Lavoro e reddito di cittadinanza. Il decreto della discordia

Francesco Curridori

Il decreto Lavoro, varato dal governo Meloni il primo maggio in occasione della Festa dei Lavoratori, continua a dividere il mondo politico. Per la rubrica Il bianco e il nero abbiamo raccolto le opinioni dei giuslavoristi Pietro Ichino e Maurizio Sacconi.

Come giudica il decreto lavoro nel suo complesso?

Ichino: “I contenuti pratici del decreto sono molto modesti. C’è qualche cosa di positivo e qualche cosa di negativo, ma in entrambi i casi in piccole dosi: la quantità del cambiamento effettivo è limitata. Ho trovato invece decisamente non buona la qualità del testo legislativo: ne risultano aumentate la complessità del quadro normativo e la sua difficoltà di lettura”.

Sacconi: “Il mio giudizio è sostanzialmente positivo anche se sarà necessaria una lettura attenta perché ‘il diavolo può nascondersi nei dettagli’. Appropriatezza dei sostegni al reddito, difesa del potere d’acquisto dei salari, incoraggiamento ad assumere sono obiettivi necessari ancorché non sufficienti. Penso che sarà utile un continuo monitoraggio sui prezzi dei prodotti più sensibili, su affitti e mutui nelle città, sugli andamenti della contrattazione collettiva per sostenere i redditi da lavoro. Come ritengo importante una svolta nelle politiche di accompagnamento al lavoro scatenando attraverso i voucher ai disoccupati una pluralità di intermediari. Pubblici, privati e privato-sociali”.

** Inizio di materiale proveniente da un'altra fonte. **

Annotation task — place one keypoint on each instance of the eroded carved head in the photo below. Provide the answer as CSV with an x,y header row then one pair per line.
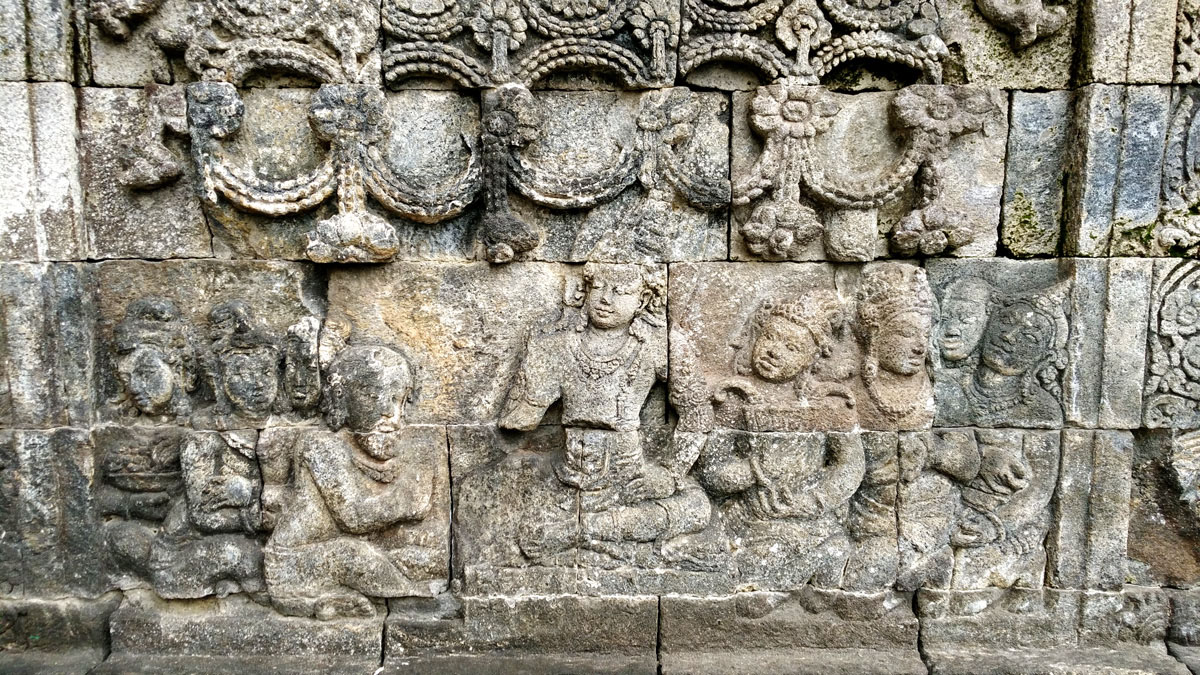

Lei crede che l’abolizione del reddito di cittadinanza fosse necessaria?

Ichino: “Guardi che non è stato abolito: è stato soltanto ridotto il sostegno ai cosiddetti ‘occupabili’. Bene che il godimento del beneficio venga condizionato alla frequenza di un corso di formazione; ma nel decreto la nozione di «occupabile» resta avvolta nella nebbia; ed esso non dedica una parola al controllo circa la qualità ed efficacia dei corsi di formazione che i beneficiari dovrebbero frequentare”.

Sacconi: “Si. Il sussidio per la povertà deve essere distinto da quello per la disoccupazione. Nel primo caso deve essere gestito in prossimità da comuni e volontariato per promuovere l’uscita dal disagio sociale. Nel secondo caso deve essere funzionale al lavoro”.

Il decreto aumenta la precarizzazione del mondo del lavoro?

Ichino: “Nella nuova norma sui contratti a termine, francamente, non vedo né una semplificazione né un cambiamento sostanziale. Viene conservata la disciplina attuale, che consente l’assunzione a termine senza «causale» per un massimo di 12 mesi; si prevede che la determinazione delle causali per una maggiore durata del rapporto a termine sia affidata ai contratti collettivi, i quali dovranno provvedere entro la fine del 2024; in attesa che questi vengano stipulati, si ripropone il vincolo delle «esigenze di natura tecnica, organizzativa o produttiva», cioè il cosiddetto «causalone» del decreto n. 368/del 2001, che allora servì soltanto a gonfiare il contenzioso giudiziale”.

Sacconi: “Non mi pare proprio. I contratti a termine comprendono tutte le tutele e preludono spesso alla trasformazione in rapporti di lavoro duraturi. L’importante è incoraggiare le assunzioni in un tempo di incertezze”.